BACKGROUND
I have a long running discord bot (3+ years) written in discord.py
which has always run on GCP, zone us-east4-a. The bot runs in k8s
using discord.py 1.7.2 and python 3.9.
PROBLEM
In the past month or two, I have started to see an increasing number of connection interruptions, [Error 104] Connection reset by peer. The resets are not tied directly with the amount of activity on the bot. They happen intermittent throughout the day in production (every few minutes on average).
These resets cause random failures to the discord HTTP API and result in a high level of disconnects on the WebSocket.
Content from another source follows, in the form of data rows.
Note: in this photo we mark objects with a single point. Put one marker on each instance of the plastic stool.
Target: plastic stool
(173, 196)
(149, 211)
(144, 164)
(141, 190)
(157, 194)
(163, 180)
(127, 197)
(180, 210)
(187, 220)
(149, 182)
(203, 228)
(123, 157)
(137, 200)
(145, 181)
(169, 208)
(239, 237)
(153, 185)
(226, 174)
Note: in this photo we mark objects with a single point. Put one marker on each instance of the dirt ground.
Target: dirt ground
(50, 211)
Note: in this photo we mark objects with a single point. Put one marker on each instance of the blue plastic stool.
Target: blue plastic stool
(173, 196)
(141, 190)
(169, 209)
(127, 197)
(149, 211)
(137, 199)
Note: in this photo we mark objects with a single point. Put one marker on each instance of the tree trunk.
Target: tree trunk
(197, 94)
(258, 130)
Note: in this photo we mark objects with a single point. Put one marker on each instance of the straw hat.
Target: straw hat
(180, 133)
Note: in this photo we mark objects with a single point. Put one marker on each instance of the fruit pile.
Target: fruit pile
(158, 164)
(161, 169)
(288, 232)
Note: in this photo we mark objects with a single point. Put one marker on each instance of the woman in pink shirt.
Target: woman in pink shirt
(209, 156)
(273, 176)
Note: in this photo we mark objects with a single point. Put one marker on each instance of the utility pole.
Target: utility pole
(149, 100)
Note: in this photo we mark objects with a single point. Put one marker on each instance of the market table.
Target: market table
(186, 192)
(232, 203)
Many of these shard disconnects are able to RESUME but many (~200 per day) end up resulting in an IDENTIFY call like a new connection and sometimes trigger extended backoff waits and partial outages.
EXAMPLE
Here is an example of a disconnect:
Traceback (most recent call last):
File "/opt/venv/lib/python3.9/site-packages/discord/shard.py", line 187, in reconnect
self.ws = await asyncio.wait_for(coro, timeout=60.0)
File "/usr/local/lib/python3.9/asyncio/tasks.py", line 481, in wait_for
return fut.result()
File "/opt/venv/lib/python3.9/site-packages/discord/gateway.py", line 305, in from_client
gateway = gateway or await client.http.get_gateway()
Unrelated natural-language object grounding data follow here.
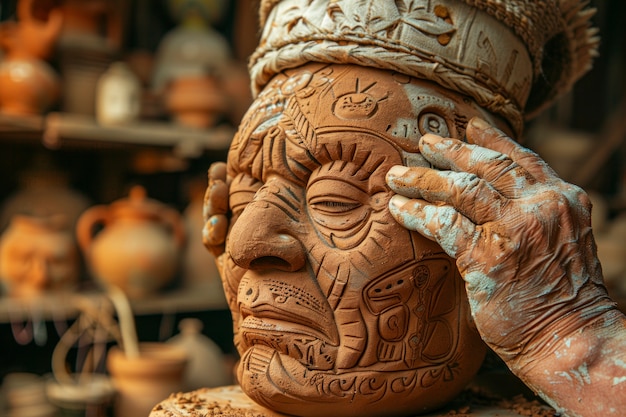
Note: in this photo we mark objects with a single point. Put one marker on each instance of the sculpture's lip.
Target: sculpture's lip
(279, 321)
(302, 343)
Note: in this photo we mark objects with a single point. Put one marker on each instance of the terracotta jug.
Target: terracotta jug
(28, 84)
(38, 254)
(142, 381)
(138, 248)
File "/opt/venv/lib/python3.9/site-packages/discord/http.py", line 967, in get_gateway
data = await self.request(Route('GET', '/gateway'))
File "/opt/venv/lib/python3.9/site-packages/discord/http.py", line 192, in request
async with self.__session.request(method, url, **kwargs) as r:
File "/opt/venv/lib/python3.9/site-packages/aiohttp/client.py", line 1117, in __aenter__
self._resp = await self._coro
File "/opt/venv/lib/python3.9/site-packages/aiohttp/client.py", line 544, in _request
await resp.start(conn)
File "/opt/venv/lib/python3.9/site-packages/aiohttp/client_reqrep.py", line 890, in start
message, payload = await self._protocol.read() # type: ignore
File "/opt/venv/lib/python3.9/site-packages/aiohttp/streams.py", line 604, in read
await self._waiter
aiohttp.client_exceptions.ClientOSError: [Errno 104] Connection reset by peer
EXPERIMENT TO ISOLATE THE PROBLEM
I performed an experiment to isolate what is causing the issue. I deployed a container with my bot to a VM (not k8s
) and isolated it such that it only communicates with discord (no outside database) and automatically send it commands to simulate user behavior and load (I send about 60 commands per minute in the same server -- well under my production load). I run this for 20 minutes or until I observe if connection resets happen, and I see the following:
- In
us-east4-a
, I am able to reproduce intermittent connection resets.
- In
us-east4-b
, I am able to reproduce intermittent connection resets.
- In
us-east4-c
, I am able to reproduce intermittent connection resets.
- In
us-central1-a
, I am not able to reproduce any connection resets (even after 3 hours -- no shard disconnects at all).
- In
us-east1-b
, I am not able to reproduce any connection resets.
- On my laptop (residential internet on the east coast), I am not able to reproduce any connection resets.
All experiments use the same container, same machine-type and same test procedure.
I repeated the experiment in us-east4-a
with multiple machine types up to 8 vCPU and with both the premium and standard network tiers and I still see resets. I also tried another VM in a different project, but the connection issues always persist in us-east4
.
I have a support case open with GCP as it appears to be a region specific issue.
Are there any additional experiments I could provide to attempt to narrow down the cause of this? Are there any common GCP configuration problems that could result in this problem?
Short of moving to another region, I feel as though I am out of options.